早い帰還に一瞬だけ驚きの顔で3人は俺を見る。しかし、今回はしっかりと成果物がある。俺の持つ布を見て、安心したのか普段通りの仕事をしていた。
「先輩!おかえりなさい。
その雰囲気だと、先輩も上手く行ったようですね。」
どうやら嬉しさが顔にがっつり出ていたようだ。
それも仕方がない。
ミイネとの仲はかなり進展したと思う。彼女の優しさにつけ込んだ感はあるものの、そうでもしなければ先へは進めない。俺は奴隷なのだから。
「おう。日吉。ありがとう。
そんな可愛い後輩へプレゼントだ。ありがたく使ってくれ。」
ミイネの店で買ったタオルを2枚渡してあげる。
買った4枚を独り占めするのも考えたが、これから毎月買いに行くのだ。2人で共有した方が皆幸せになると思った。
「良いのですか?」
「ああ。気にせず使ってくれ。また来月買いに行けるからな。」
「そういう事ですか。ありがとうごさいます。
でもガイ部長にはあげなくていいのでしょうか?」
「あー。ガイ部長にか。忘れてたな。
でも要らなくないか?
俺達と一緒に仕事する時も、ハーシャ奥様のタオルがあるだろ?」
「ああ。そういえばそうでしたね。
じぁあ要らないですね。」
「……お前ら。俺に感謝の気持ちはまるで無いのか?」
「いえいえ。いつも感謝してますよ?
でも、女性が作ったタオルをプレゼントしたら……ハーシャ奥様に悪いじゃないですか。」
「カゲイ!素晴らしい判断力ですわ。
ガイ様の周りは私の物です。そう!私だけの物で十分なのですわ!」
「ですよね!
という事でガイ部長。俺からのお土産は無理です。」
「あ、じゃあ、自分が休みの日にシアラちゃんからお弁当作って持ってきましょうか?」
「止めろ!俺を殺す気か?
それに俺はハーシャが居るんだ。無理だな。
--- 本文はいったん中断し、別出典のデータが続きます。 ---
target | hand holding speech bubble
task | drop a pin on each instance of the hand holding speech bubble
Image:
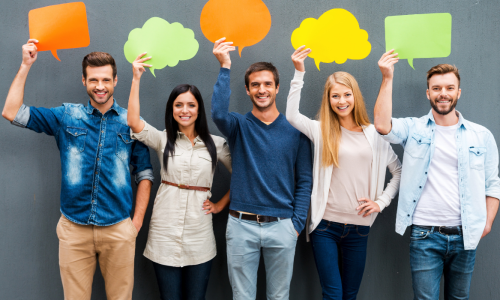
(243, 22)
(62, 26)
(165, 42)
(334, 36)
(419, 36)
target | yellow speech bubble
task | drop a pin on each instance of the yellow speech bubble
(334, 36)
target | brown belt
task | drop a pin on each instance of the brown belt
(187, 187)
(257, 218)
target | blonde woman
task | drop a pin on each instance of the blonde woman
(350, 162)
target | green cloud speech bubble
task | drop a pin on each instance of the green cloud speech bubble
(419, 36)
(166, 43)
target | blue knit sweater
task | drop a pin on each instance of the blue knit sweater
(272, 164)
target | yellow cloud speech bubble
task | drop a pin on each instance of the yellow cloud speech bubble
(334, 36)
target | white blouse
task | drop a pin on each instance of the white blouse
(180, 234)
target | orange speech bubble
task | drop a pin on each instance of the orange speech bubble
(243, 22)
(62, 26)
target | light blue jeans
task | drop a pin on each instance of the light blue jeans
(245, 239)
(433, 254)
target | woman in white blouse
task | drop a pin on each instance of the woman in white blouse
(181, 242)
(350, 162)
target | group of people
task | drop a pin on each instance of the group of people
(449, 186)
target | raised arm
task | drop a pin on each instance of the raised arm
(134, 110)
(15, 96)
(222, 91)
(383, 106)
(299, 121)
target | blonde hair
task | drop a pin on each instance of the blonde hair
(329, 121)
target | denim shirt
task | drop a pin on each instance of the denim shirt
(477, 171)
(96, 151)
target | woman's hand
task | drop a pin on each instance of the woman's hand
(138, 65)
(368, 207)
(211, 207)
(299, 56)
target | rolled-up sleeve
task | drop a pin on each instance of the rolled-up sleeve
(23, 116)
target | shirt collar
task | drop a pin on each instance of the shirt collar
(115, 107)
(461, 119)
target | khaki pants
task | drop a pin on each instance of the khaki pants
(79, 248)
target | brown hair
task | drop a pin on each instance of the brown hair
(329, 121)
(442, 69)
(98, 59)
(262, 66)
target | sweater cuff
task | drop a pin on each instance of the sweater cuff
(298, 75)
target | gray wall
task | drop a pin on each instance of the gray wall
(30, 177)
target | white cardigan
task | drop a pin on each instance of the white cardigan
(383, 157)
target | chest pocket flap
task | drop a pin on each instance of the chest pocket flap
(476, 157)
(418, 146)
(76, 138)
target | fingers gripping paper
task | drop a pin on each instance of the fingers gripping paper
(419, 36)
(62, 26)
(167, 43)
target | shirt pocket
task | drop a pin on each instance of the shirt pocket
(476, 157)
(418, 146)
(123, 146)
(76, 138)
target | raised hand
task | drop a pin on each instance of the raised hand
(368, 207)
(299, 56)
(221, 52)
(30, 52)
(386, 64)
(138, 65)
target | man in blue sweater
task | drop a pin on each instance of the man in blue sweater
(270, 184)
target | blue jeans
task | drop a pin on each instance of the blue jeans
(433, 254)
(352, 241)
(183, 283)
(245, 239)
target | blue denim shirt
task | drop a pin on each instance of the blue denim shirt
(96, 151)
(477, 171)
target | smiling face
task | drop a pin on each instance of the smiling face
(100, 84)
(185, 110)
(342, 101)
(262, 89)
(443, 93)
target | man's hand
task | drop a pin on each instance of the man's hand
(138, 65)
(137, 223)
(211, 207)
(221, 52)
(386, 64)
(30, 52)
(298, 58)
(368, 207)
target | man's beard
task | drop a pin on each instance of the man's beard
(91, 95)
(262, 108)
(454, 102)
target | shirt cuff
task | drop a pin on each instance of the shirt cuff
(298, 75)
(146, 174)
(22, 117)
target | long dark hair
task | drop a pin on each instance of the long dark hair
(200, 125)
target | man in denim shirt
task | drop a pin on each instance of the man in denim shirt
(96, 196)
(449, 185)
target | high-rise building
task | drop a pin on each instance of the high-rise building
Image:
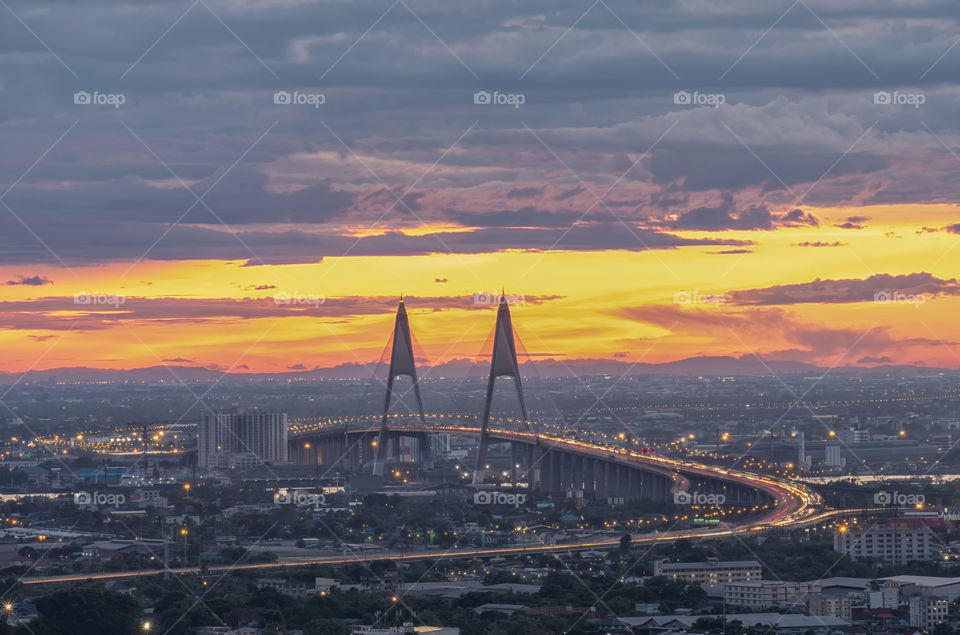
(834, 460)
(246, 436)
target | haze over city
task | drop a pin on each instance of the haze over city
(392, 317)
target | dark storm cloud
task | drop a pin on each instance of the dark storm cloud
(523, 217)
(848, 290)
(29, 281)
(47, 313)
(726, 216)
(525, 192)
(709, 168)
(201, 96)
(853, 222)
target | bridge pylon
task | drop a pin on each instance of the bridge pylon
(402, 364)
(502, 364)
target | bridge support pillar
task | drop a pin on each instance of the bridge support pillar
(589, 477)
(578, 472)
(533, 469)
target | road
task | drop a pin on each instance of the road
(794, 507)
(455, 554)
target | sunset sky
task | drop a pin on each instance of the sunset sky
(811, 216)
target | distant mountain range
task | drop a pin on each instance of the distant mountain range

」
「ウフフ。ガイ様、当然ですわ!
弱ったガイ様の看病も魅力的ですが、お弁当なら私が作ります!」
「という訳だ。カゲイ。お前が食べろよ?」
「えー!ガイ部長。どうして俺になるのですか?」
「え?先輩には、こうしてタオル貰ったし、お返しにと思ったのですが。」
「日吉。大丈夫だ。お前には十分助かってるから。
というか、シアラちゃんの汚料理がどのくらいか分からんし、少し怖いんだ。」
「そうですね。
先輩でも無理かもしれませんね。
課長の奥様よりも手強いですから。」
「そんなにか!?」
「うーん。多分、世界の違いだからじゃないですかね。ココ、魔物の素材も一般的に食べられるみたいですよ。」
「マジかよ!?
ガイ部長、ハーシャ奥様。本当ですか?」
「ああ。食用に使われてる魔物もあるな。」
「あくまで、限られた魔物だけですわ。」
うへぇ。十分ゲテモノ食いだな。
それで汚料理は無理とか、よく言えるな。
そんな事をドン引きしながら思っていたら、日吉が更に続けた。
「そうみたいですね。
でもシアラちゃんには食用とかあまり関係ないようで、アレンジの幅が凄いです!」
なるほどな。
食べられない魔物の素材も料理になるのか。
確かに無理そうだ。
世界の違いとは、そういう事か。
ココはヤバい素材が多すぎるのだな。
それをアレンジの幅が凄いの一言で済ます日吉も相当頭と味覚がおかしい気がする。
本当に日吉はよく死なないでいるな。
【食のモンスター】に震撼させられた。